I am continuing to have the obvious symptoms of cardiac asthma that I’ve been having, although at this point I feel them more — the pressure on my chest that is surprisingly not my lungs (I know, right?), and more prevalent. When I take some of the medication that I’ve been prescribed or told to take, I don’t feel it severely, and sometimes not even all the time. Once the kids go on break from occupational and speech therapies, I’m going to call my primary care physician and ask for a referral to a cardiologist provided that I don’t need to seek emergent care sooner than that. Knowing me, I’ll be referred right back to the main hospital in this city for testing unless the cardiologist can do almost all or all of the testing in his office.

But thirty-somethings “don’t get” heart problems, even if they have a first-generation family history of them.

Okay, so cardiac asthma got me feeling like:

About every month to month and a half I feel like I’m “short of breath” for a few days even though my lungs, with the help of medication that I take as needed for bronchial asthma, are able to draw in air just fine. But people in their thirties “don’t have heart problems”, even though I very clearly do. If this continues to happen, as I’m sure it will, I’m going to ask for a referral to a cardiologist so that they can give me better medication to manage it than I am currently on. This is annoying, because I could definitely be doing better things this summer — better than dealing with this, at any rate. “Ways to stop feeling pressure on my chest” is fun…

Take aspirin.
Take aspirin with Benadryl.
Put prescription-strength lidocaine on my chest.
Take warm bath to force arteries, veins, and such to dilate rather than constrict.

…nope, it’s still definitely there, I still definitely have cardiac asthma, but it is helping a little bit.

Well, I got my fasting blood draw results back!

All of the lipids are out of bounds (it’s actually suggested on the results page that I may have familial hypercholesterolemia because of how high they are, so I know it’s being taken at least slightly seriously).

My urea nitrogen count was also noticeably low, and not even slightly.

My A1C jumped from a baseline of 5.5 all the way to 6, although I do have a family history of that.

And my white blood cell count was also perceptibly high.

Aside from the familial hypercholesterolemia, we get to find out why all of these are out of range.

I’m finally almost done taking Paxlovid, y’all!

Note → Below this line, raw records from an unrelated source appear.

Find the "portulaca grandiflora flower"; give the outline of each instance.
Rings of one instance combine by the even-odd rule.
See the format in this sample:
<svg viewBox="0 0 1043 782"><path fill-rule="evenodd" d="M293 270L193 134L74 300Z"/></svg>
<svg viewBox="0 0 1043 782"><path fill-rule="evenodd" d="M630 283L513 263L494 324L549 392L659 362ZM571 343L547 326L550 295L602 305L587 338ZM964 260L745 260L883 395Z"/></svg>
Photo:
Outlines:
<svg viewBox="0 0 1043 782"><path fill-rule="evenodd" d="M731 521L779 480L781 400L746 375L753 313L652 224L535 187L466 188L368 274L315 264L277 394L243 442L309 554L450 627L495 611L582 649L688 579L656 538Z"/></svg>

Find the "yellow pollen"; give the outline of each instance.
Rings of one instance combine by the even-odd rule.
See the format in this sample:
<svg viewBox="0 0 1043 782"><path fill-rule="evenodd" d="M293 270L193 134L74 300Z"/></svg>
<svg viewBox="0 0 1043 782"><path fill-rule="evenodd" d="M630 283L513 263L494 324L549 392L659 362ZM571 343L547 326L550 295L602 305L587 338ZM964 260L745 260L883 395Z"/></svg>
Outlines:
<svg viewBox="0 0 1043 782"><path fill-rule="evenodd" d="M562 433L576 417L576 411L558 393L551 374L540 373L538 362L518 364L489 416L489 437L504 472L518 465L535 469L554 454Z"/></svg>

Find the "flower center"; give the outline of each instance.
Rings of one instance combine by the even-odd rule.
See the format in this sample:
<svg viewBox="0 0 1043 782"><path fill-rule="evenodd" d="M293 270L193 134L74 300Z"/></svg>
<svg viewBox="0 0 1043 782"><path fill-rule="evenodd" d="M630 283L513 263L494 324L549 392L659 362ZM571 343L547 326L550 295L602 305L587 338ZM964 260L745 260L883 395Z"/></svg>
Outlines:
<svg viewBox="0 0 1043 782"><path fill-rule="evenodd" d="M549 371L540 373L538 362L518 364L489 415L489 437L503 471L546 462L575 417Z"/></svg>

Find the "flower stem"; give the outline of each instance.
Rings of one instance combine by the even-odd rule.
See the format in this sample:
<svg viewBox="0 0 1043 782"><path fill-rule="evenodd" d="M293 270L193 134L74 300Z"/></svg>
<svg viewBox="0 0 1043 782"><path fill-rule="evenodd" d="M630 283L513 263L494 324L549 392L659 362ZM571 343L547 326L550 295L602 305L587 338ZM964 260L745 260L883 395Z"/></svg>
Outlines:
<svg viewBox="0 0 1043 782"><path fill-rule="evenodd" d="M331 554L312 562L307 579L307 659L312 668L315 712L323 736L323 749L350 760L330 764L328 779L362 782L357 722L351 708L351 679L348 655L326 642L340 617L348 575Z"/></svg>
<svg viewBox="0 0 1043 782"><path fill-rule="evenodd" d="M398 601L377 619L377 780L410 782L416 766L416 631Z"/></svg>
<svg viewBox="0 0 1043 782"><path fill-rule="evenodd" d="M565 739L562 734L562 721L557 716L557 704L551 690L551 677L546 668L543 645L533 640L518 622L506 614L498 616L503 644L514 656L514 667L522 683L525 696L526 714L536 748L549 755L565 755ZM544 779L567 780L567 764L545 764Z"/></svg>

I’m not sure if my fever is back because of COVID, if it’s because I tried to stop coasting off of a low dose of prednisone to keep from coughing (as the poison seems to cure the poison in this case) or… what, but I suppose I’ll be finding out as the day goes on. I’m due to take my last dose of Paxlovid this evening, and then my primary care physician wants me to make an appointment to see him sometime next week — depending on his availability, that is — to make sure that I don’t have any long-term… problems (writing posts while on Paxlovid is fun, I swear) as a result of this, and to make sure that it hasn’t worsened my heart or lung problems. Ironically, the only thing that I’m protected from is the cytokine… thing that happens at the end of some COVID-19 infections because I’m immunocompromised, and people who are immunocompromised can’t surmount a cytokine response like that in a lot of — almost all — cases, which is probably the only good thing to come out of all of this and my circumstances. It’s the cytokine (over-)response that kills people.

Then again, with the health problems that I have, COVID-19 could simply kill me by virtue of killing me, so me actually coming down with it was never ideal in the first place. I tried hard for three years to prevent that.